Kafka Client-side Assignment Proposal

The new consumer currently relies on a server-side coordinator to negotiate the set of consumer processes that form the group and to assign the partitions to each member of the consumer group per some assignment strategy which group members must agree on. This provides assurance that the group will always have a consistent assignment and it enables the coordinator to validate that offsets are only committed from consumers that own the respective partition. However, it relies on the server having access to the code implementing the assignment strategy, which is problematic for two reasons:

First is just a matter of convenience. New assignment strategies cannot be deployed to the server without updating configuration and restarting the cluster. It can be a significant operational undertaking just to provide the capability to do this.
Different assignment strategies have different validation requirements. For example, with a redundant partitioning scheme, a single partition can be assigned to multiple consumers. This limits the ability of the coordinator to validate assignments, which is one of the main reasons for having the coordinator do the assignment in the first place.

If new assignment use cases were rare, this may be a viable solution, but we are already have a number of cases where more control over assignment is needed.
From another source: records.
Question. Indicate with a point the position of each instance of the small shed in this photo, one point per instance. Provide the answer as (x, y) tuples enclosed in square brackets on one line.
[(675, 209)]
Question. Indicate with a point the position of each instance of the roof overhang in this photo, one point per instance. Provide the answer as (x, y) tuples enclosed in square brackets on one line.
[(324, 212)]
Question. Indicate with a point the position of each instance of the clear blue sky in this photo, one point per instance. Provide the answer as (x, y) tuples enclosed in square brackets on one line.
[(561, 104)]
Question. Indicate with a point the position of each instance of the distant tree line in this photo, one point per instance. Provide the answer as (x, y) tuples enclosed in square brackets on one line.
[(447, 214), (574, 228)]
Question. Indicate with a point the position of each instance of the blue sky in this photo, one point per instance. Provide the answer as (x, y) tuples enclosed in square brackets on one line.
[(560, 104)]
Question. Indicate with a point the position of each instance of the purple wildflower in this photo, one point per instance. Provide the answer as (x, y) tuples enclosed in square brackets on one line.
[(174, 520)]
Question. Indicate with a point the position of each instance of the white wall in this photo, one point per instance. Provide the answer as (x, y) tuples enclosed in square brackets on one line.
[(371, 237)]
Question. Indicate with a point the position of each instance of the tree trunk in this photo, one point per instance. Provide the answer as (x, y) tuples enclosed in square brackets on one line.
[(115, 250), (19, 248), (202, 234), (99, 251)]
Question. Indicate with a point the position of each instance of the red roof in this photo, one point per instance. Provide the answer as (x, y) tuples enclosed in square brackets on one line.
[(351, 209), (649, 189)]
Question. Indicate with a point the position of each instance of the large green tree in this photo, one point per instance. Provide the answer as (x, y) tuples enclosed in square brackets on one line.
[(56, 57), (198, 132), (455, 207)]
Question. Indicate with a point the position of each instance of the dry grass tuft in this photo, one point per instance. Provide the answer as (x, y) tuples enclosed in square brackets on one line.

For example:

Co-partitioning: When joining two topics (in the context of KIP-28), it is necessary to assign the same partitions from more than one topic to the same consumer.
Sticky partitioning: For stateful consumers, it is often best to minimize the number of partitions that have to be moved during a rebalance.
Redundant partitioning: For some use cases, it is useful to assign each partition to multiple consumers. For e.g search indexers consuming from a Kafka topic need multiple replicas for the same partition. This would mean the same Kafka partition should be assigned to n consumer processes in such a search indexer application.
Metadata-based assignment: In some cases, it is convenient to leverage consumer-local metadata to make assignment decisions. For example, if you can derive the rack from the FQDN of the Kafka brokers (which is common), then it would be possible to have rack-aware consumer groups if there was a way to communicate each consumer's rack to the partition assignment.

To address the problems pointed out above and support custom assignment strategies easily, we propose to move the assignment to the client. Specifically, we propose to separate the group management capability provided by the coordinator from partition assignment. We leave the coordinator to handle the former, while the latter is pushed into the consumer. This promotes separation of concerns and loose coupling.

More concretely, instead of the JoinGroup protocol returning each consumer's assignment directly, we modify the protocol to return the list of members in the group and have each consumer decide its assignment independently. This solves the deployment problem since it is typically an order of magnitude easier to update clients than servers. It also decouples the server from the needs of the assignment strategy, which allow us to support the above use cases without any server changes and provide some "future-proofing" for new use cases. For consumers, the join group protocol becomes more of an abstract group membership capability which, in addition to enabling assignment, can be used as a primitive to build other group management functions (such as leadership).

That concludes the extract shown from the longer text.